O n.º 2 deste último preceito, prevê, verificados certos pressupostos (cessação da coabitação e culpa de um dos cônjuges), um afastamento do regime-regra, facultando ao cônjuge inocente ou menos culpado a obtenção da retroacção daqueles efeitos ao momento da ruptura de vida em comum.
Ora, não nos parece de todo indiferente, designadamente na perspectiva dos efeitos da cessação das relações patrimoniais, que na sentença de divórcio nada se diga a tal respeito, valendo assim a regra legal da data da instauração da acção, ou que, posteriormente, se venha a alterar esse efeito legal, mediante a fixação de uma data anterior que, ao fim e ao cabo, corresponde a uma alteração ou modificação do conteúdo da decisão.

Se é verdade que por via da estabelecida inoponibilidade desses efeitos a terceiros anteriormente à data do registo da sentença (n.º 3 do mesmo preceito) estes não serão, pelo menos directamente, prejudicados com a alteração/antecipação, já se nos afigura que a admissibilidade de um tal pedido após a sentença, pelos efeitos que produz, se reconduz, na falta de disposição que expressamente a preveja, a uma inadmissível alteração do pedido a determinar uma também inaceitável modificação da sentença, do sentido e efeito da decisão quanto à liquidação das relações patrimoniais entre os cônjuges litigantes, mantendo, por tempo indeterminado, a insegurança e incerteza sobre a eficácia da sentença, em violação das regras do caso julgado e da extinção da instância operada pelo julgamento (arts. 273º, 287º-a) e 671º e 673º C. Civil).

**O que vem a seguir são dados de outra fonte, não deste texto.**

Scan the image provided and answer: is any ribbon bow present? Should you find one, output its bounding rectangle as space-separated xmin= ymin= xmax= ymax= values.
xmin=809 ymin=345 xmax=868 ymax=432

Em reforço deste elemento racional e sistemático, emergente da lei processual, poderá, no mesmo sentido, invocar-se um outro, agora da lei substantiva.

A norma em apreciação foi introduzida pela Reforma de 1977 (DL n.º 496/77, de 25/11), que alterou profundamente o regime legal do divórcio.
Contemporânea foi a introdução no C. Civil, pelo mesmo diploma, do art. 1677º-B que, dispondo sobre efeitos pessoais do divórcio quanto ao pedido de autorização de uso de apelidos do ex-cônjuge, permite a sua dedução "no processo de divórcio ou em processo próprio, mesmo depois de o divórcio ter sido decretado".
Tivesse o legislador querido consagrar idêntica especialidade ou desvio relativamente ao pedido de retroacção ou outros atinentes aos efeitos do divórcio e certamente não teria deixado de os consagrar.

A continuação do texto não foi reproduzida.